On the other hand where, in Asia, the white man is political over-lord, as in Hindustan, Indo-China, and the East Indies, the problem of contact is not one in which the decay and disappearance of the Asiatic is even remotely problematical. Taking into account the incalculable forces which events are quickening throughout the East, the problem is whether the days of white political control south of the Great Wall are not already numbered. Europe's delirious orgy of self-destruction following the unsuccessful effort of her principal Governments to apportion China among themselves, "the most stupendous project yet imagined," has set vibrating chords of racial impulse, whose diapason may yet shake the Western world as with the tremors of approaching earthquake. For, conceding every credit to force of character, innate in the white imperial peoples, which has enabled, and enables, a handful of white men to control extensive communities of non-white peoples by moral suasion, is it not mere hypocrisy to conceal from ourselves that we have extended our subjugating march from hemisphere to hemisphere because of our superior armament? With these secrets of our power we have now parted. We have sold them to Asia, to an older civilisation than our own. We thrust them, at first under duress and with humiliation, upon brains more profound, more subtle, more imitative, more daring perhaps than our own. Then, for lust of gain, we admitted into partnership those we earlier sought to subdue. Nay more. We have invited our apt pupils to join with us in slaughtering our rivals for-the-time-being; bidden them attend the shambles, inspect the implements, study at their ease the methods of the business.

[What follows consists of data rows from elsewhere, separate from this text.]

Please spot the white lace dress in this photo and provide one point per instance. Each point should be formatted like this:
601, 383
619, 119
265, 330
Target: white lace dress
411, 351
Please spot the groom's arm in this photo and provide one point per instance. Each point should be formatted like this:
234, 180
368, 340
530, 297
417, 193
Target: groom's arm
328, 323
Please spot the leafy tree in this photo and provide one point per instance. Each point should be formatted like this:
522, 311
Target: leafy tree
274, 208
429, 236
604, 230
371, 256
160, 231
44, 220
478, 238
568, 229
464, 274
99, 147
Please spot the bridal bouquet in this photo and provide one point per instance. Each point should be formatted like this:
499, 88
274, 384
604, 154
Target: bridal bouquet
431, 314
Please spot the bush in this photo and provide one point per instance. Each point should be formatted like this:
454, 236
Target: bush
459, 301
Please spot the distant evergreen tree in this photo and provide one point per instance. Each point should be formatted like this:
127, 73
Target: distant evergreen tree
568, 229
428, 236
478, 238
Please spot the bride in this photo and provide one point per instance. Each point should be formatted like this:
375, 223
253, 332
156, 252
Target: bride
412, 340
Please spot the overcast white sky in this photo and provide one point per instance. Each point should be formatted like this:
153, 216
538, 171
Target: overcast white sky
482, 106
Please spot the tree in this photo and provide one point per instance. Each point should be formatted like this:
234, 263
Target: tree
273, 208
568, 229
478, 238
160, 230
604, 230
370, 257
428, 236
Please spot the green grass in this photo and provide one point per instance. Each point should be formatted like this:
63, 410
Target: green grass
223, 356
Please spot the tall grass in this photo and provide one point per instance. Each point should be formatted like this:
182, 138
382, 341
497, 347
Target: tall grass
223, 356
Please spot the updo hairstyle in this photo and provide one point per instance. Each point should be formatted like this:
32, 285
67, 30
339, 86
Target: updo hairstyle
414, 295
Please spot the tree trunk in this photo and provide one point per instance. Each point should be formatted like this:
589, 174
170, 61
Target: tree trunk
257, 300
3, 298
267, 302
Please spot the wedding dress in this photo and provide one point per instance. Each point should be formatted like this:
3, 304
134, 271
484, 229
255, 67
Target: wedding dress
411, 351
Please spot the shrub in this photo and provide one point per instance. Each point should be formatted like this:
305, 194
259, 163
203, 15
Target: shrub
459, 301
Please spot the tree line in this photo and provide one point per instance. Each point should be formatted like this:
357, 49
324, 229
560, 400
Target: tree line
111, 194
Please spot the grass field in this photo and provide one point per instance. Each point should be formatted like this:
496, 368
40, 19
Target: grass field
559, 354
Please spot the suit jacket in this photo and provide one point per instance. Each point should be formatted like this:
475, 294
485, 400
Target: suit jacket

And so, to-day, after long years of furious struggle with some of its peoples, long years of rough insolence towards others, White imperialism finds itself confronted with a racial force in Asia, which it can neither intimidate nor trample underfoot. Equipped with the knowledge our statesmen and capitalists have themselves imparted to it, this racial force faces us with its superior millions, its more real spiritual faith, its greater homogeneousness, its contempt of death. As the mists of fratricidal passion lessen, our gaze travels eastwards and vainly strives to read the purpose which lurks beneath the mask of imperturbable impassivity which meets us. Do we detect behind it no more than an insurance against white exploitation, or do we fancy that we perceive the features of an imperialism as ruthless as our own has been, which shall mould to its will the plastic myriads our own actions have wrenched from age-long trodden paths of peace? Do we hope that the "colour line," we ourselves have drawn so rigidly and almost universally, may operate between brown and yellow; that the ranges of the Himalayas and the forests of Burma may prove a national barrier to a more intimate fusion of design than the white races have yet shown themselves capable of evolving?

The answer to these riddles lies hidden in the womb of the future. But to this at least we may testify. In Asia the question is no longer, "How have we, tho White imperial peoples, treated the Asiatic peoples in the past?"; nor is it, even, " How do we propose to treat them in the future?" It is, " How will they deal with us in their continent, perchance beyond its frontiers, in the days to come?"